Indexed Search

The TYPO3 Crawler is quite often used to regenerate the index of Indexed Search.

Frontend indexing setup

Here we will configure indexed_search to automatically index pages when they are visited by users in the frontend.

Make sure you do not have config.no_cache set in your TypoScript configuration - this prevents indexing.
Admin Tools > Settings > Extension configuration > indexed_search: Make sure "Disable Indexing in Frontend" is disabled (thus frontend indexing is enabled).
Web > List: In your site root, create a new "Indexing Configuration" record.
- Type: Page tree
- Depth: 4
- Access > Enable: Activate it
Save.
Edit the page settings of a visible page and make sure that Behaviour > Miscellaneous > Include in search is activated.
View this page in the frontend.
Web > Indexing > Detailed statistics: The page you just visited is shown as "Indexed" now - with Filename, Filesize and indexing timestamp.

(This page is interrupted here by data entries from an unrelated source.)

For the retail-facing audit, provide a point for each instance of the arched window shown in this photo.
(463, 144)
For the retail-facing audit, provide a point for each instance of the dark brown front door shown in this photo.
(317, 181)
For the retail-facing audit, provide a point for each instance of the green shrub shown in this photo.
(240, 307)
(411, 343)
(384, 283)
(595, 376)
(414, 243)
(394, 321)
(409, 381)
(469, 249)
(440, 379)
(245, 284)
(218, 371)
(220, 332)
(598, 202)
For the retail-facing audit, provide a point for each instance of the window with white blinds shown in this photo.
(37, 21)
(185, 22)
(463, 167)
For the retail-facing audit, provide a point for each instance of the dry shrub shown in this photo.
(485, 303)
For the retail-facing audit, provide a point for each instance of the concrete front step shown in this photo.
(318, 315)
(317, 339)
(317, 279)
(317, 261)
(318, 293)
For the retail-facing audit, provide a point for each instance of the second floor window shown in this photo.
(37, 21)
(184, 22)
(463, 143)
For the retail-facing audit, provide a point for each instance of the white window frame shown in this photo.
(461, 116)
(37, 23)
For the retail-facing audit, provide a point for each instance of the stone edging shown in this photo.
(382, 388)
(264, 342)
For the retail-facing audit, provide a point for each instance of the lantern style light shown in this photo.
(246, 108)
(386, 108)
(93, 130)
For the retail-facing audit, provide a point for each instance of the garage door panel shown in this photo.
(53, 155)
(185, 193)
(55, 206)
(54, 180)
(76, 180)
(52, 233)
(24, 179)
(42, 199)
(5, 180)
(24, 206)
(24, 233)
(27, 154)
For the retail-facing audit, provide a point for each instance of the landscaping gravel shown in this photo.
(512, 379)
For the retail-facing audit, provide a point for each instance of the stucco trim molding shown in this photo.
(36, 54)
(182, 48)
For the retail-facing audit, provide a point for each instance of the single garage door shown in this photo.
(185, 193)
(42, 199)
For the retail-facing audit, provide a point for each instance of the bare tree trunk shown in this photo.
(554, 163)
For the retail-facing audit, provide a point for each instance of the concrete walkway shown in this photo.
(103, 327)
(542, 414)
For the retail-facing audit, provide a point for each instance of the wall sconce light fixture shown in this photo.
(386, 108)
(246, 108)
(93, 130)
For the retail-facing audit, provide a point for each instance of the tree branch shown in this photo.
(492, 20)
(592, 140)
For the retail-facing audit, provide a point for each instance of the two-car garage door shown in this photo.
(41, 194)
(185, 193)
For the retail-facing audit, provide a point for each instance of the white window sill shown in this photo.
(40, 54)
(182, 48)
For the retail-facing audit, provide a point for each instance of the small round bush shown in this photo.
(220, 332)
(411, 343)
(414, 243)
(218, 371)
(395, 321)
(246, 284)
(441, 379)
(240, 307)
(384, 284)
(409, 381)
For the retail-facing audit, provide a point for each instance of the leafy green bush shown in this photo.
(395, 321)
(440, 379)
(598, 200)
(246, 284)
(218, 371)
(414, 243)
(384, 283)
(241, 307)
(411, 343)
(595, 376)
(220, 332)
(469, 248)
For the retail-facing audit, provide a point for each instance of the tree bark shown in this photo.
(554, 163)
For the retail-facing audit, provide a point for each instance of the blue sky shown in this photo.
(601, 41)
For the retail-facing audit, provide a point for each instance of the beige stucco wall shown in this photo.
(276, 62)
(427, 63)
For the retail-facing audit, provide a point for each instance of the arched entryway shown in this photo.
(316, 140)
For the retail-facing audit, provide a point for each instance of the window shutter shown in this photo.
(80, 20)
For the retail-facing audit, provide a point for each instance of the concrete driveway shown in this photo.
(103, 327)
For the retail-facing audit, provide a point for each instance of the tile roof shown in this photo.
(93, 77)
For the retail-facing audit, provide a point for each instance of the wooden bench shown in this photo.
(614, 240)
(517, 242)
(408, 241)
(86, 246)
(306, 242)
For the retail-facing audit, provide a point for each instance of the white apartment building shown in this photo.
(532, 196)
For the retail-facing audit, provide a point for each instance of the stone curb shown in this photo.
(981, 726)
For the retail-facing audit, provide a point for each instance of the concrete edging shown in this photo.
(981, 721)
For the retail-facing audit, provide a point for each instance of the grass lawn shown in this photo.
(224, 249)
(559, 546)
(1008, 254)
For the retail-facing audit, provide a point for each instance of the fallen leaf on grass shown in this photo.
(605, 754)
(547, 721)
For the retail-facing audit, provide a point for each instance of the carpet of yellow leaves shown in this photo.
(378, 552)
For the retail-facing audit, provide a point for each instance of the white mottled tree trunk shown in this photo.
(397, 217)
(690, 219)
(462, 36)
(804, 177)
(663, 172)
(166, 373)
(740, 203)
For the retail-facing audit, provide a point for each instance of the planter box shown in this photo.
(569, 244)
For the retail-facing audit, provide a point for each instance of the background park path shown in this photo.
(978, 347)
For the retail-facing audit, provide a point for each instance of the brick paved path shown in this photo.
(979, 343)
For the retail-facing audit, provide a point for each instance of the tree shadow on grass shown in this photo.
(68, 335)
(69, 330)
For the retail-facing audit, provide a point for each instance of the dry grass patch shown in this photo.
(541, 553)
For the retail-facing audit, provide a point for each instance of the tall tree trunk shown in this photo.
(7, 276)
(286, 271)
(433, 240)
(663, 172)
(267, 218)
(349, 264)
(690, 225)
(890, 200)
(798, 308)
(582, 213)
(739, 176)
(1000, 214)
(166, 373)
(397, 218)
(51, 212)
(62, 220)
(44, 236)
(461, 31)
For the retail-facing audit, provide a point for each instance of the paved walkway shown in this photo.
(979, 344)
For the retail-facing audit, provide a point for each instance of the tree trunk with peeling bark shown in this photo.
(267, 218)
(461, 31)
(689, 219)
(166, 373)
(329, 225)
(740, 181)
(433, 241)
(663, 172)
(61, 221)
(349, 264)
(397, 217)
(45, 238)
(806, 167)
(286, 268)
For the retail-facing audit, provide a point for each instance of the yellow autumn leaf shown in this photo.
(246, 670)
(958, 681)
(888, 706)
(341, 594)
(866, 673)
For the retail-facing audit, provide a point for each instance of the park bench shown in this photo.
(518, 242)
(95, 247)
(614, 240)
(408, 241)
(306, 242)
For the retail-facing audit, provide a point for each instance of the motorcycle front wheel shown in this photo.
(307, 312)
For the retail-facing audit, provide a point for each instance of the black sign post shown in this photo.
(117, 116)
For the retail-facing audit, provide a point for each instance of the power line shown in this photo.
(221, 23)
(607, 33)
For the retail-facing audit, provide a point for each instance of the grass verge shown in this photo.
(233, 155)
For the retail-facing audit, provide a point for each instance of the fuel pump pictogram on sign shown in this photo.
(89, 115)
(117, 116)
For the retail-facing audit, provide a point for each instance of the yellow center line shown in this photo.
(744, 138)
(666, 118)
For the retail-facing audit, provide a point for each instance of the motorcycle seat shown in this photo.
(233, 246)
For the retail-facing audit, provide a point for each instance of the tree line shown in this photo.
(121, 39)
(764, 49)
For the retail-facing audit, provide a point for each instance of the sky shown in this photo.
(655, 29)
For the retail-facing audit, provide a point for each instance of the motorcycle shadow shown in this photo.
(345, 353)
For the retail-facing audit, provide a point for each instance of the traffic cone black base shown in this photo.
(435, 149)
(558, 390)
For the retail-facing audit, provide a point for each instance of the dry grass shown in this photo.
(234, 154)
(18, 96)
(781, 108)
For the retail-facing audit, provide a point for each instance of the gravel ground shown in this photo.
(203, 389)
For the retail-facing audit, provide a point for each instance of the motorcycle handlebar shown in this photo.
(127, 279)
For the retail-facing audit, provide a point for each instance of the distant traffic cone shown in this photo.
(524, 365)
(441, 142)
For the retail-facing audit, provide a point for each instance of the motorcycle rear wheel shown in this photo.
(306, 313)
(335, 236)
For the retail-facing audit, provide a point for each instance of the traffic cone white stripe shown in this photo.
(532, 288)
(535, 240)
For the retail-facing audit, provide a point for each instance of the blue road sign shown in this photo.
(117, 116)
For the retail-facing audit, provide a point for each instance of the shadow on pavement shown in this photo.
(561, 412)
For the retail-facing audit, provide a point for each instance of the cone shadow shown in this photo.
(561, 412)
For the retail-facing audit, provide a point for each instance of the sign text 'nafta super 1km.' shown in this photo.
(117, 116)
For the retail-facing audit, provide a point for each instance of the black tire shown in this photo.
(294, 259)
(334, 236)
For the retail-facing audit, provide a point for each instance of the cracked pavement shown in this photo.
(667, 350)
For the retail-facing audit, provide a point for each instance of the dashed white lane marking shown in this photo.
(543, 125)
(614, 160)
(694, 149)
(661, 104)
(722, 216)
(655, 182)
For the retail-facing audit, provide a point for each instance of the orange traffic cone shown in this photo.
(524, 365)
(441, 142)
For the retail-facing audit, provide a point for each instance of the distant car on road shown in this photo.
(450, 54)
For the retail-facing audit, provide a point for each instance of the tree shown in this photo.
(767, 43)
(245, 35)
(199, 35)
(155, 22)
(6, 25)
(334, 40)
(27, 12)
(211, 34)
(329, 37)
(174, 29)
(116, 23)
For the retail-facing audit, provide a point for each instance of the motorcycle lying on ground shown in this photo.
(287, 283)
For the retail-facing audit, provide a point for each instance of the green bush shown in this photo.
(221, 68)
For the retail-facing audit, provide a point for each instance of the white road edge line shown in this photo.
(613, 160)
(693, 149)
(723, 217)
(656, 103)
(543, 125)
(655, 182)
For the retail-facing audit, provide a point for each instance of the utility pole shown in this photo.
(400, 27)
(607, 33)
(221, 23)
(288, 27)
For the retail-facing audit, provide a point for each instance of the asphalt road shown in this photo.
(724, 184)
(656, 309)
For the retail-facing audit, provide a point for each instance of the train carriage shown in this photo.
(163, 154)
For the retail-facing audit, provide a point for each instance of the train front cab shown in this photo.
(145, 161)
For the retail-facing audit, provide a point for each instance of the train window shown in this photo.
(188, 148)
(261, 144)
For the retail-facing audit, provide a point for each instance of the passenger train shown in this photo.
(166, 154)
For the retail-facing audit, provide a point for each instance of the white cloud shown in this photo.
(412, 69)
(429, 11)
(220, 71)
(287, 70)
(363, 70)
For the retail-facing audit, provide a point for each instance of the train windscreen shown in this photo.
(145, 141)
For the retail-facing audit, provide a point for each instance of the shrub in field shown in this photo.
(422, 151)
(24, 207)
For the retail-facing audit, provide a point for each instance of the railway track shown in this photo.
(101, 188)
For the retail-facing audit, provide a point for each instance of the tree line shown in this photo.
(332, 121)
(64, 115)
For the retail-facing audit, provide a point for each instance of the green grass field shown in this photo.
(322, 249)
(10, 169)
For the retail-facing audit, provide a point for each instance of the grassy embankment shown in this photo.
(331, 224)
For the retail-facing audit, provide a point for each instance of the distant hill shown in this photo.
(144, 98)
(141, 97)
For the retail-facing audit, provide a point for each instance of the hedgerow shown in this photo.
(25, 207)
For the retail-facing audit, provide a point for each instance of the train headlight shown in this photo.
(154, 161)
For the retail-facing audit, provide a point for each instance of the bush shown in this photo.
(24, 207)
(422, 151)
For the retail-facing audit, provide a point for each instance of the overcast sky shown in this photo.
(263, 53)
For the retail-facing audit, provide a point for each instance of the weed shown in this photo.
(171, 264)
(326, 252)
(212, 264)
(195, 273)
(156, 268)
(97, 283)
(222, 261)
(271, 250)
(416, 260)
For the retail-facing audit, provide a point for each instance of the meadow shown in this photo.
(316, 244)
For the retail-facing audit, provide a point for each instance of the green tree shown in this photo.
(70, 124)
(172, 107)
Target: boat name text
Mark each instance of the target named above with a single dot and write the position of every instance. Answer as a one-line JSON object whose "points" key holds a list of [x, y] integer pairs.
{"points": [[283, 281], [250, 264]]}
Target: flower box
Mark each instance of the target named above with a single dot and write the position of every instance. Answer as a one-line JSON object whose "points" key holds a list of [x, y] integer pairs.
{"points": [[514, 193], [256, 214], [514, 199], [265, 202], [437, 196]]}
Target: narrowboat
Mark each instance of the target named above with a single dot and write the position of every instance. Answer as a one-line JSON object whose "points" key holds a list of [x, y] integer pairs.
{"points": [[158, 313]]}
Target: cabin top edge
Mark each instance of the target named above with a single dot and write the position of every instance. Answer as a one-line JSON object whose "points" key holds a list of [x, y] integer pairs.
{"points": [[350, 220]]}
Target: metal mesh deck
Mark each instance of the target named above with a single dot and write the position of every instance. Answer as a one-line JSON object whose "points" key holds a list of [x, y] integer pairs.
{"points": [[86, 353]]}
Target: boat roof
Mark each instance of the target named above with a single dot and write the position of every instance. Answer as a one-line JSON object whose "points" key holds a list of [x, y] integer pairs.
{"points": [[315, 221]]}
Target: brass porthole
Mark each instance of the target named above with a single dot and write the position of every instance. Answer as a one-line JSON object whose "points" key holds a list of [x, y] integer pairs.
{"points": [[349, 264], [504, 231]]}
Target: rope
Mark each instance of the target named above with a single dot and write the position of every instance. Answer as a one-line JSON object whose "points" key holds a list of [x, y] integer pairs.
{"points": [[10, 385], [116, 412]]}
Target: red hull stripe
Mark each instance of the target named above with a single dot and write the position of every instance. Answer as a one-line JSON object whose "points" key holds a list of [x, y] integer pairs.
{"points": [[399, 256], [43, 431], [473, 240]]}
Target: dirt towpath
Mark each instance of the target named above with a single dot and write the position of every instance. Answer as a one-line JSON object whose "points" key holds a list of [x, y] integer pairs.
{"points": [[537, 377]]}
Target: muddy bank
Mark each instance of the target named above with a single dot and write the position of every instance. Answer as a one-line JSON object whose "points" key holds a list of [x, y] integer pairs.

If this did not work, clear both frontend and all caches. Getting frontend indexing to work is crucial for the rest of this How-To.

Crawler setup

Now that frontend indexing works, it's time to configure crawler to re-index all pages - instead of relying on visitors to trigger indexing:

Admin Tools > Settings > Extension configuration > indexed_search: Enable "Disable Indexing in Frontend", so that indexing only happens through the crawler.
Web > List: In your site root, create a new "Crawler configuration" record.
- Name: crawl-mysite
- Processing instruction filter: Enable "Re-Indexing [tx_indexedsearch_reindex]"
Save.

Do a manual crawl on command line. "23" is the site root page UID:

$ ./vendor/bin/typo3 crawler:buildQueue 23 crawl-mysite --depth 2 --mode exec -vvv

Executing 2 requests right away:
[19-08-25 14:13] http://example.org/ (URL already existed)
[19-08-25 14:13] http://example.org/faq (URL already existed)
<warning>Internal:  (Because page is hidden)</warning>
<warning>Tools:  (Because doktype "254" is not allowed)</warning>
Processing

http://example.org/ (tx_indexedsearch_reindex) =>

OK:
   User Groups:

http://example.org/faq (tx_indexedsearch_reindex) =>

OK:
   User Groups:

2/2 [============================] 100%  1 sec/1 sec  42.0 MiB

Web > Indexing: All pages should be indexed now.

Nightly crawls

We want crawler to run automatically at night:

Create the first scheduler task that will create a list with page URLs that the second task will crawl.

System > Scheduler > +:
- "Class" is "Execute console commands"
- "Frequency" is every night at 2 o'clock: 0 2 * * *
- "Schedulable Command" must be "crawler:buildQueue"
Save and continue editing:
- "Argument: page" must be the UID of the site root page (23)
- "Argument: conf" is crawl-mysite
- "Option: depth" must be enabled and set to 99
Save.
Run the task manually, either via the scheduler module in the backend or via command line:
```
$ ./vendor/bin/typo3 scheduler:run --task=1 -f -vv
Task #1 was executed
```
Copied!
(1 is the scheduler task ID)
Verify that the pages have been queued by looking at Web > Info > Site Crawler > Crawler log > 2 levels. The pages have a timestamp in the "Scheduled" column.
Create the second scheduler task that will index all the page URLs queued by the first task:

System > Scheduler > +:
- "Class" is "Execute console commands"
- "Frequency" is every 10 minutes: */10 * * * *
- "Schedulable Command" must be "crawler:processQueue"
Save and continue editing:
- "Option: amount" should be 50, or any value that the system is able to process within the 10 minutes.
Save.
Run the task manually, again via the scheduler module in the backend (only if it's a small page!) or via command line:
```
$ ./vendor/bin/typo3 scheduler:run --task=2 -f -vv
Task #2 was executed
```
Copied!
This crawl task will run much longer that the queue task.
Verify that the pages have been indexed by looking at Web > Indexing. All queued pages should have an index date now.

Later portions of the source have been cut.